1

In Postgres 9.5.1 the following command works:

select regexp_replace('JamesBond007','\d+','');

Output:

JamesBond

However the asterisc does not seem to work:

select regexp_replace('JamesBond007','\d*','');

it produces:

JamesBond007

Even more weird things happen when I put something in as replacement string:

select regexp_replace('JamesBond007','\d+','008');

results in:

JamesBond008

while

select regexp_replace('JamesBond007','\d*','008');

gives me back:

008JamesBond007

The Postgres documentation says * = a sequence of 0 or more matches of the atom. So what is happening here? (N.B. in Oracle all the above works as expected)

absurd
  • 1,035
  • 3
  • 14
  • 35

1 Answers1

5

The thing is that \d* can match an empty string and you are not passing the flag g.

See regexp_replace:

The flags parameter is an optional text string containing zero or more single-letter flags that change the function's behavior.

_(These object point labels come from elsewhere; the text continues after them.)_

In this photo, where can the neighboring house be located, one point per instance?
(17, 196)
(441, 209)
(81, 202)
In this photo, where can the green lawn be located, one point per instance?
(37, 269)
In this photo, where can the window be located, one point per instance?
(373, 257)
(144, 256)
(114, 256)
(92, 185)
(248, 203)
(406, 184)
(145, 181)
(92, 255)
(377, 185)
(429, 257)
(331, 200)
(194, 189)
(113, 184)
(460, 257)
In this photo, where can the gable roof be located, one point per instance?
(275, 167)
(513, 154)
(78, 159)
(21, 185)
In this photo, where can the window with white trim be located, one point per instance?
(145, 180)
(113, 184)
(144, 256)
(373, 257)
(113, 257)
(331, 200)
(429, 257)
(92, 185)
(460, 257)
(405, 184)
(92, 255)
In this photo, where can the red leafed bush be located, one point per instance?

Flag i specifies case-insensitive matching, while flag g specifies replacement of each matching substring rather than only the first one.

The \d* matches the empty location at the beginning of the JamesBond007 string, and since g is not passed, that empty string is replaced with 008 when you use select regexp_replace('JamesBond007','\d*','008'); and the result is expected - 008JamesBond007.

With select regexp_replace('JamesBond007','\d*','');, again, \d* matches the empty location at the beginning of the string, and replaces it with an empty string (no visible changes).

Note that Oracle's REGEXP_REPLACE replaces all occurrences by default:

By default, the function returns source_char with every occurrence of the regular expression pattern replaced with replace_string.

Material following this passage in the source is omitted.